It’s a little short on extra features, but it sounds beautiful whether it’s streaming music from services like Spotify and Tidal or from your own digital library.
- Beautiful sound, especially given its size
- Supports Spotify Connect, Tidal, Deezer, and more
- Part of a multi-room audio ecosystem
- No aptX or aptX HD codec support
- No NFC support
- Somewhat imited feature set
If you looked at Como Audio’s Duetto tabletop radio and couldn’t swallow its $399 price tag, Tivoli Audio’s Model One Digital sounds about as good and costs $100 less. The Tivoli lacks a number of features compared to its competitor, but you might not miss them.
Like the Duetto, the Model One Digital is equipped with an FM radio, but it’s primarily designed for streaming digital music. There’s Bluetooth support, of course (although aptX support is conspicuous in its absence), or you can connect it to your Wi-Fi network and play the music you own via a DLNA server.
There’s also support for most of the major streaming services, including Spotify Connect, Tidal, Deezer, and the lesser-known (in the U.S., at least) QQ Music. There’s TuneIn support for Internet radio stations, but Apple Music is not supported, and neither is Apple’s AirPlay technology.
Kudos to whoever designed Tivoli Audio’s app.
You control the radio mostly from Tivoli’s app, which is available on Android and iOS devices. You can also perform basic functions with the volume/power knob and the aluminum ring encircling the radio’s 3-inch display. Turning the ring changes stations and presets on terrestrial radio, and scrolls through playlists on streaming media. Pushing the ring in pauses and resumes a stream.
I expected to encounter a bit of play in the larger ring, but the way the volume control knob wiggles under your fingertips feels disappointingly sloppy. The rest of the radio feels so precise in comparison. The circular display shows basic information, such as the track and artist name, the current source, the status of your network connection, and the time. But the only way to view album art is on your device, via the app.

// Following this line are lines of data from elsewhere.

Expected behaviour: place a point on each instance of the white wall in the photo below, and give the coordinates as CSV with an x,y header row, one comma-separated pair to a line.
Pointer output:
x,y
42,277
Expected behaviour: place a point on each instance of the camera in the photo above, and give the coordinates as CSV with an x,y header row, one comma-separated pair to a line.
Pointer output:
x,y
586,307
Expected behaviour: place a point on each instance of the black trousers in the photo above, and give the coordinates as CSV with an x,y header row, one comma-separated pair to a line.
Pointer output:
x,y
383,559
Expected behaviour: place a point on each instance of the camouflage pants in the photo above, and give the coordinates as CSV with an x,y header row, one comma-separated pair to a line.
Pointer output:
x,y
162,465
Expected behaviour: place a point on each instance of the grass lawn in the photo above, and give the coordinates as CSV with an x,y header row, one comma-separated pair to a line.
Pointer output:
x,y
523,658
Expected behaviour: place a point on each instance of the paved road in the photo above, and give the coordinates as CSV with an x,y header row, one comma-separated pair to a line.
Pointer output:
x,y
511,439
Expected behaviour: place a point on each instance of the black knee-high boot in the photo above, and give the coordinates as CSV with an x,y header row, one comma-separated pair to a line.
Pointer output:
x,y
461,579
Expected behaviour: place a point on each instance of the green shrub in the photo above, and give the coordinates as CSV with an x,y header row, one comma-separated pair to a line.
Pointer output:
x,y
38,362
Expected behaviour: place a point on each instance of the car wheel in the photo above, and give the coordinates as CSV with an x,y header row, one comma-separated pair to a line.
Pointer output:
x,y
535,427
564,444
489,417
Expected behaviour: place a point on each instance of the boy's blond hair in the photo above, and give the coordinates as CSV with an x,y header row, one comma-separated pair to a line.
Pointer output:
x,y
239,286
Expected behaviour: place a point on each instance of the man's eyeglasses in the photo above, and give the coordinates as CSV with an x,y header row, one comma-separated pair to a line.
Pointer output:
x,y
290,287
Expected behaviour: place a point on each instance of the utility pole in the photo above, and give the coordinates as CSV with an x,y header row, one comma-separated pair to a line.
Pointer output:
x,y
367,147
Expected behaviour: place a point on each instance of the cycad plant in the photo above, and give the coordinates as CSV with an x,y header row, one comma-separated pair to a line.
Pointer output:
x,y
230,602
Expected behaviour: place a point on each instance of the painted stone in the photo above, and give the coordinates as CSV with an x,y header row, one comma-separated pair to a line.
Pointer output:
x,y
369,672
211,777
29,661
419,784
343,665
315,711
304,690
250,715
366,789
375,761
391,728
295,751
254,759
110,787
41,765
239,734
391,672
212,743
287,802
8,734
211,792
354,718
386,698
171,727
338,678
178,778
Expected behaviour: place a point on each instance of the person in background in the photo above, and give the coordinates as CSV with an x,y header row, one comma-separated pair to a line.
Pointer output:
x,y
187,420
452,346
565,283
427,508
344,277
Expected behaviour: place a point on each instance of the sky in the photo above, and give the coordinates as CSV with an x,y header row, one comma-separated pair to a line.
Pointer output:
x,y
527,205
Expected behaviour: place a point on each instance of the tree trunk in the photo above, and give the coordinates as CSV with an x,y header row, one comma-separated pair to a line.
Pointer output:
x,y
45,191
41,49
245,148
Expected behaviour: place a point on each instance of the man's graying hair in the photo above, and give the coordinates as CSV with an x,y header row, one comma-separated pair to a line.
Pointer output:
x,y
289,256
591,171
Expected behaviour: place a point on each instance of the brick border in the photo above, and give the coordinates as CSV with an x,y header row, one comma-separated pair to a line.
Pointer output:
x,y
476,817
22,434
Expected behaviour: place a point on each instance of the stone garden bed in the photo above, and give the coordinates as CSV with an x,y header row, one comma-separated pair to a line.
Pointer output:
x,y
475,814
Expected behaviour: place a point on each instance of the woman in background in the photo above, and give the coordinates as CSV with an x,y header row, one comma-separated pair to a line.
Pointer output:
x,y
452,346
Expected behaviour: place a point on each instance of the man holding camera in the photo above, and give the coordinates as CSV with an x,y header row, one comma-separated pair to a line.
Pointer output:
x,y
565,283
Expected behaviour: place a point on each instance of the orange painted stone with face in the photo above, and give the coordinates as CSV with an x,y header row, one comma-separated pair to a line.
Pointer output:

The Tivoli Model One Digital has elegantly retro styling, but its largeish display is underutilized—no album art.
As does Como, Tivoli has its own multi-room audio ecosystem, with several other speakers that can be networked and controlled from the app. The Model One Digital has a “party mode” button on its back that can instantly stream the same music to all the compatible speakers at once. It’s on this point that Tivoli offers a significant benefit over Como: Buy Tivoli’s $60 ConX, and you can transform any speakers into a Tivoli network node. Or you can use the same device to stream music from any audio device—a turntable, for example. That’s pretty cool.
The 3.5-inch slot port helps the Tivoli Model One Digital deliver impressive bass response. But the paucity of inputs and outputs is disappointing.
Features Como offers that Tivoli doesn’t
This is a good time to sum up the features that Como Audio includes in the Duetto that you won’t find on Tivoli’s radio: I’ve already mentioned two of them: aptX codec support and the ability to display album art on the radio itself. The Model One Digital also lacks NFC support, for quick-and-easy Bluetooth pairing; a headphone output; an optical digital audio input, a line-level output (there is an analog Auxiliary input); a USB port for playing music from USB storage, which can also be used to power a Chromecast dongle or an Amazon Echo Dot; and hardware radio preset buttons.
The cabinet is made from furniture quality wood, with a tweed-like cloth grill. The ring around the display has multiple function.
You’ll need to decide for yourself, but that’s a lot of features to give up to save a hundred bucks. Fortunately for Tivoli, it doesn’t sacrifice audio quality. The diminutive Model One Digital sounds fabulous, reproducing music in high fidelity at volume levels that are entirely disproportionate to its size: Crisp highs, a well-defined midrange, and surprisingly robust bass response, thanks to a 3.5-inch slot port in back. I no longer have the Duetto to make an A/B comparison, but going by memory, I’d say audio quality is a tossup at worst. Having said that, however, I think the Duetto earns its price premium.